Covid Response “Social Murder?” asks BMJ

The executive editor of the British Medical Journal, Kamran Abbasi has called for “redress” for the mishandling of the coronavirus pandemic, which has so far left over 2 million people dead.

Considering whether to best speak of “negligence, manslaughter or misconduct,” Abbasi asks, “When politicians wilfully neglect scientific advice, international and historical experience, and their own alarming statistics and modelling because to act goes against their political strategy or ideology, is that lawful?”

The editor of one of the world’s leading medical journals singled out the governments of five countries: the US, Brazil, India, Mexico and the UK. Together, they account for half of all Covid-19 deaths worldwide. Four of the five have been governed by right-wing populists who disdained lock-downs in favour of business as usual.

In response, Abbasi asks, “When politicians and experts say that they are willing to allow tens of thousands of premature deaths for the sake of population immunity or in the hope of propping up the economy, is that not premeditated and reckless indifference to human life?”

Australia has been spared much of the ravages of the pandemic by the accident of geography. Yet much of the BMJ’s criticism applies here.

For instance, the journal underlined the intransigence of governments for “not acting immediately after the World Health Organization declared a public health emergency of international concern on 30 January 2020.” Indeed, warnings of the potential danger of the virus were circulating before then.

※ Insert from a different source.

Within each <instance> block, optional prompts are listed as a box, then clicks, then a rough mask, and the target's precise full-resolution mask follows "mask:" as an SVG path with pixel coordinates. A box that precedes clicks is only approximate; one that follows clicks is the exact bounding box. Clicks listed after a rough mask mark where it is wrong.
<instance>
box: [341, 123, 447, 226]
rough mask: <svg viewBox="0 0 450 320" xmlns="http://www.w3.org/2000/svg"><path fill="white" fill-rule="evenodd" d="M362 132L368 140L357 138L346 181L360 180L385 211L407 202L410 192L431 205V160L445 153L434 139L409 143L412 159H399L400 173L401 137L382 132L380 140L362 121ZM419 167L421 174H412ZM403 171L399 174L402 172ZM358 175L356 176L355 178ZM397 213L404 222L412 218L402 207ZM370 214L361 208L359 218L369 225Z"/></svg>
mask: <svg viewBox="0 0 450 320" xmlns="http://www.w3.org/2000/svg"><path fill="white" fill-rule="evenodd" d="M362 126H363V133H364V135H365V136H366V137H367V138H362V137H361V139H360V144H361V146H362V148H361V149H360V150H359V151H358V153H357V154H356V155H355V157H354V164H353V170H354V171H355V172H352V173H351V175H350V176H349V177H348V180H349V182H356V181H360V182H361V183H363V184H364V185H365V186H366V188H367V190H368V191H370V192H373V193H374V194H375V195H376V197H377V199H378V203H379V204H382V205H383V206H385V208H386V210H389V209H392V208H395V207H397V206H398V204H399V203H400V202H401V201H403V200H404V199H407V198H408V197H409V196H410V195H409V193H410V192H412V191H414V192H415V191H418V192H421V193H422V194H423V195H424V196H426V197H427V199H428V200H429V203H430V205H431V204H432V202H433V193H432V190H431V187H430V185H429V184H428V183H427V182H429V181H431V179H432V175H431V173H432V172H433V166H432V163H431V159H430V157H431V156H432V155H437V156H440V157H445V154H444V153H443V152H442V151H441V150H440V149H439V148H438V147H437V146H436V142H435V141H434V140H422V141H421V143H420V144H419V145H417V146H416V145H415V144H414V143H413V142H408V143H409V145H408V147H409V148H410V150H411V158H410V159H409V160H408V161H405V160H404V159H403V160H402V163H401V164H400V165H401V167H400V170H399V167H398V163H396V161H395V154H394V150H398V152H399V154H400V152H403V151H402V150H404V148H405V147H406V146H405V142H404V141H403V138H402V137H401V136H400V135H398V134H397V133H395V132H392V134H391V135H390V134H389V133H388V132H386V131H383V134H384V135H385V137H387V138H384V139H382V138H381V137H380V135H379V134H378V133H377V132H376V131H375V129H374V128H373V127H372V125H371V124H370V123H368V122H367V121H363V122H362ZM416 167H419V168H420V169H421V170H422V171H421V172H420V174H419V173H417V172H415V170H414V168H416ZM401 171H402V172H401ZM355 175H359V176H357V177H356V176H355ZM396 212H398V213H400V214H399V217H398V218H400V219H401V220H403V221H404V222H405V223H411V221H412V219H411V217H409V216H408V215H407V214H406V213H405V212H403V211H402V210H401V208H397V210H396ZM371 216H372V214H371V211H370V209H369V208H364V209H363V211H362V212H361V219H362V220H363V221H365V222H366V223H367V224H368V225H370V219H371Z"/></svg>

In late March, Professor Bill Bowtell of the Kirby Institute for Infection and Immunity at UNSW slammed the federal government’s response in an interview for The Saturday Paper. “They were warned 12 weeks ago by WHO and others. They did not accumulate test kits. They did not accumulate the necessary emergency equipment. They did not undertake a public education campaign. 

“They gave no money to science, no money to research, no money to the International Vaccine Institute, no money to WHO. They diligently did not do anything useful.”

Are we content to wave away the government’s inaction and ineptitude because “only” 900 Australians died? Or will a reckoning come at the next election?